Check it out here if you like, the general gist was that while exercise has many benefits, it’s not fun and should not be peddled as such. Later saying the article was “tongue in cheek” on twitter, it didn’t come off so well in the BODY issue. http://www.smh.com.au/lifestyle/michelle-bridges-20130806-2rd7s.html
The BODY issue itself was inconsistent, on one page publishing curvy bloggers, and a dancer who overcame body issues and on others actively promoting the Dukan diet. Really? This diet has been proven to be dangerous and nutritionally deficient. Statistically this woman will regain her weight and more. Are we still going to be fed this fat shaming/ pro-diet by the media? Understandably there is a backlash. Read here for a wonderful open letter to the magazine, which echoed many of my own thoughts. http://recoveryispossible.com.au/2013/08/dear-sunday-life-magazine/
I expected more from a magazine with a tagline – Body. Mind. Inspiration. – I have secretly harboured a hope that one day my own “Mind” writings might find a home on their pages. I was disappointed and found the article on Dukan and Michelle Bridges’ column on exercise a bit irresponsible, and not inspiring at all.
Surely with the current research on self-compassion and the many proven negative effects of fat-shaming, inspiring people to get outside and do some form of activity that they can enjoy would be more inspiring.
What is not taken into account in this article is that not everyone wants to be lean and ripped. Not everyone needs to be smashed till they vomit like they do on Biggest Loser. Yes HIIT (High Intensity Interval Training) is a great way to burn fat and skyrocket fitness, but it’s not the only way to exercise. Surely it is more important to get the majority of people out doing any type of exercise or activity, and one that they intrinsically enjoy will be a much more lasting motivation than something they hate, or only do for extrinsic reasons, like to get skinny, or because their trainer told them to.
Another key point not considered is that fun is different for different people: maybe “hanging out on the deck of a luxurious yacht on Sydney Harbour, being waited on by svelte Latino boys wearing nought but a pair of boardies and a sailor’s hat” is fun for Michelle, (even tongue in cheek fun) but it’s not really my cup of tea, I’d rather go for a bike-ride through the park with my husband and daughter.
It’s funny too, I actually was thinking “Gee this is fun”, as I was jogging up Heartbreak Hill last weekend. I was listening to Tony Robbins interview Deepak Chopra (I know I’m a total geek) and thinking about how wonderful it was to be in a sea of so many inspired human beings, of all shapes and sizes, getting out and challenging themselves in the name of fitness, fun and fundraising. I genuinely thought that as I was coming up the hill from Double Bay. It was fun for me because of my mindset about it. The fact that the run was getting challenging didn’t really enter my mind.

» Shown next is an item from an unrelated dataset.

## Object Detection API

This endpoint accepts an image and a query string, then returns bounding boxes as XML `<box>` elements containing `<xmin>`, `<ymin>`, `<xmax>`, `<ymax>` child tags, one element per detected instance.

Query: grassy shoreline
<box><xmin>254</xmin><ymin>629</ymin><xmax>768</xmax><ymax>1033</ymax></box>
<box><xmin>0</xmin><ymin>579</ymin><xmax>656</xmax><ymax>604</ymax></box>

Human beings have the ability to make anything fun or torture, based on their perceptions. Even a massively challenging workout that makes you “suck in the big ones” can be fun, if you think of it in terms of challenging yourself and seeing what you are capable of.

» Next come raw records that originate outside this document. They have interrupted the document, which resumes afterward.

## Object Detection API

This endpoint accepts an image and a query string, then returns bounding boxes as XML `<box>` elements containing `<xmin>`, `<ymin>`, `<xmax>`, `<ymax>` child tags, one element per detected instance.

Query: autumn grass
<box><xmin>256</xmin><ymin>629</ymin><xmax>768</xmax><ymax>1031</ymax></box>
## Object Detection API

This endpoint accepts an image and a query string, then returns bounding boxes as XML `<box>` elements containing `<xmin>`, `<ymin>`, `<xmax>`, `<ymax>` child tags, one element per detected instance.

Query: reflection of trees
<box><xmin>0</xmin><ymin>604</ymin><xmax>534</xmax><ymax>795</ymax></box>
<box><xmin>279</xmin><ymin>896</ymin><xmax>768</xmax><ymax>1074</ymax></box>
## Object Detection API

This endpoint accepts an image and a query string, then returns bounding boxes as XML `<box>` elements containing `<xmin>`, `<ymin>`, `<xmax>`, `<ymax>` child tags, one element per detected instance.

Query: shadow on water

Michelle makes an excellent point at the end, “Focus on the outcome of your workouts. That way, being uncomfortable while you’re exercising doesn’t take the front seat.” Which would have been better being the key to her article. If she had elaborated more on what you focus on “front seat” and what you defocus or ignore, she could have come up with an inspiring article about being able to make any workout fun, and to focus on the fun things in any workout and afterwards.
There’s an unspoken paradigm from the perspective of counting and discounting in here that unsettles me. The paradigm is that only really intense workouts count, and that’s simply not true. For many people the exercise that counts most is the daily walk or weekend soccer match that is enjoyable, and because of that, is done consistently each week.
Instead of inspiring more people to get out and do something that they enjoy, and give themselves permission to have a great time exercising, it’s probable this article disheartened many of Australia’s overweight or obese from even getting started, thinking that they need to torture themselves in order for their exercise to count.
Remember that you have the ability to make anything fun, through your perception and framing of it. Fun exercise counts. Light exercise, and really challenging exercise can be fun in the moment and also reap lasting benefits afterwards.
Notice your self talk around how you exercise and what you do? Are you buying into the “I must smash myself in every workout” paradigm? Or the “exercise is not fun” paradigm? Don’t buy it! You’re in charge of your mind and your thoughts. If you focus on the joy of being able to move and challenge yourself and you can find the fun in any workout.